Faith of our Family: England vs. America

Faith of Our Family

Faith of Our Family

One of the greatest adventures of marrying an English Catholic and raising our hybrid Yank/Brit children in the Faith has been exposing them to the richness found in both the English and American Catholic Churches.  When I studied there, as a Hispanic Californian, I felt happily “at home” with the English Catholics and my husband has fit in pretty well out here in California where the demographics of the Church are very demonstratively not English.

Having lived in each other’s respective Churches, a nice organic overlap between English Catholicism and American Catholicism has arisen in our home.  It surfaces in different, novel ways.

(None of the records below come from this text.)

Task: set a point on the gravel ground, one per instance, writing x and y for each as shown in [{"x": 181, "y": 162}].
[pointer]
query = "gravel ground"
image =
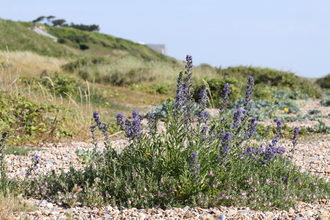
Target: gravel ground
[{"x": 313, "y": 154}]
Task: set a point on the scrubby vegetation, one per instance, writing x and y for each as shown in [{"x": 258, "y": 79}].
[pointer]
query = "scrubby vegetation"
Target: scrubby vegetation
[{"x": 196, "y": 160}]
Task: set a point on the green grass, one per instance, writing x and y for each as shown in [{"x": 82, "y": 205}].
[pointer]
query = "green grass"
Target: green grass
[{"x": 196, "y": 161}]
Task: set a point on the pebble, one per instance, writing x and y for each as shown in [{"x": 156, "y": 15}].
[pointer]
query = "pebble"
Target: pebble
[{"x": 312, "y": 155}]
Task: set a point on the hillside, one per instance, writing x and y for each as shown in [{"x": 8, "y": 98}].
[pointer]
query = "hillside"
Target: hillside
[{"x": 72, "y": 43}]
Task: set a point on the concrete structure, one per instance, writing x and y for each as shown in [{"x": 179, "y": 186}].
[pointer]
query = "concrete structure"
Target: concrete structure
[
  {"x": 41, "y": 30},
  {"x": 161, "y": 48}
]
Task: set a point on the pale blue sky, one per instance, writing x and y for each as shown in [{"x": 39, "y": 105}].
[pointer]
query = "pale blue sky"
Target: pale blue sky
[{"x": 291, "y": 35}]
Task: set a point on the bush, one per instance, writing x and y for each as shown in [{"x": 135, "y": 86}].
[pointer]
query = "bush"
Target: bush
[
  {"x": 324, "y": 82},
  {"x": 25, "y": 120},
  {"x": 194, "y": 161}
]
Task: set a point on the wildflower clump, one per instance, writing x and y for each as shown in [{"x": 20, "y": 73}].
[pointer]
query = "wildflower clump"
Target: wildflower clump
[{"x": 196, "y": 160}]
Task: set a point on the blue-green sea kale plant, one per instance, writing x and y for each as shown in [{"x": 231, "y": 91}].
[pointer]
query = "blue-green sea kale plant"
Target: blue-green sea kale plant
[{"x": 188, "y": 158}]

For instance, the “Amen.”  Americans say “Amen” with a long “a” sound. The English say “AH-men.”  While at Oxford, it rubbed off on me in a big way.  I still feel a bit snobby for saying it that way, but I still do it, aware that most of Christendom and Latin America also say it that way.  The kids say both at different times and it’s kind of fun to watch.

Our Lady of Guadalupe and St. Thomas More live in our home.  She, in a framed gold picture, he as a fridge magnet.  But hey, to each according to their station, right?

Every time we attend mass in England we get to practice singing the whole song!  It’s England.  So if a song has four verses, we sing those four verses.  None of this slicing up the closing hymn, stuff.  At least not in any English mass I’ve ever attended.

Over there, abstinence from meat on Fridays is back…in the country where the fish and chips are awesome and we look forward to indulging when we visit.  What a sacrifice.  Go England.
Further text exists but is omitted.